Originally called Armistice Day, the “holiday” was to be a celebration marked by parades and public meetings and a work stoppage until 11 A.M. Initially the day was set aside to honor veterans of World War I, but in 1954 the 83rd Congress, amended the Act of 1938 to honor all veterans. By 1954, American soldiers had also known service in World War II and the Korean War. Public Law 380 went into effect on 1 June 1954; it made November 11 the day to celebrate the sacrifice of all American veterans of war.
Of the “holiday,” President Woodrow Wilson said, “To us in America, the reflections of Armistice Day will be filled with solemn pride in the heroism of those who died in the country’s service and with gratitude for the victory, both because the thing from which it has freed us and because of the opportunity it has given America to show her sympathy with peace and justice in the councils of the nations…”
From the U. S. Department of Veterans’ Affairs we learn, “An Act [53 Stat. 351; U. S. Code, Sec. 87a] approved May 13, 1938, made the 11th of November in each year a legal holiday – a day to be dedicated to the cause of world peace and to thereafter celebrated and known as “Armistice Day.” Armistice Day.”

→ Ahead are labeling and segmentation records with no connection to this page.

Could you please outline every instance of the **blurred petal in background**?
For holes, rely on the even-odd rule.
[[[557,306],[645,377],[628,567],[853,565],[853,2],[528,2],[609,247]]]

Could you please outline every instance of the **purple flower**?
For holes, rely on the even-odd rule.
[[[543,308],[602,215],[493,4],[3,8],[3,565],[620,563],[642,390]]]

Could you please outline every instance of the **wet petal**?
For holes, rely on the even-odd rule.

On October 8, 1954, President Dwight D. Eisenhower issued the first Veterans’ Day Proclamation. [View a copy of the National Register from Tuesday, October 12, 1954 for the First Veterans Day Proclamation in its entirety.] Eisenhower said, “In order to insure proper and widespread observance of this anniversary, all veterans, all veterans’ organizations, and the entire citizenry will wish to join hands in the common purpose.” Every VA administrator since 1958 has served as Chairman of the Veterans Day National Committee.

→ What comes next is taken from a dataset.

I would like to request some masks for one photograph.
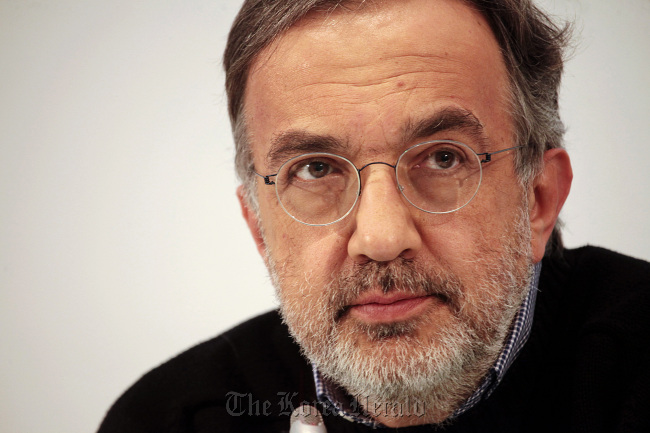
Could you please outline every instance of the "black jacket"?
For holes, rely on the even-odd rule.
[[[601,248],[544,259],[530,338],[494,393],[419,432],[650,432],[650,264]],[[283,432],[316,394],[277,312],[173,358],[118,399],[100,433]],[[321,407],[321,409],[323,409]],[[368,427],[326,416],[328,432]]]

On June 28, 1968, the Uniform Holiday Bill created three-day weekends to stimulate industrial and commercial ventures. Federal employees were to mark George Washington’s birthday, Memorial Day, Veterans Day, and Columbus Day. The first of these 3-day weekends to celebrate veterans Day came on 25 October 1971. Needless to say this did not set well with veterans’ groups, which thought the change of days took away from the significance of the celebration. Therefore, President Gerald Ford (on 20 September 1975) signed Public Law 94-97, which changed the annual observance of Veterans Day to its original November 11 date, no matter upon what day of the week the eleventh of November comes.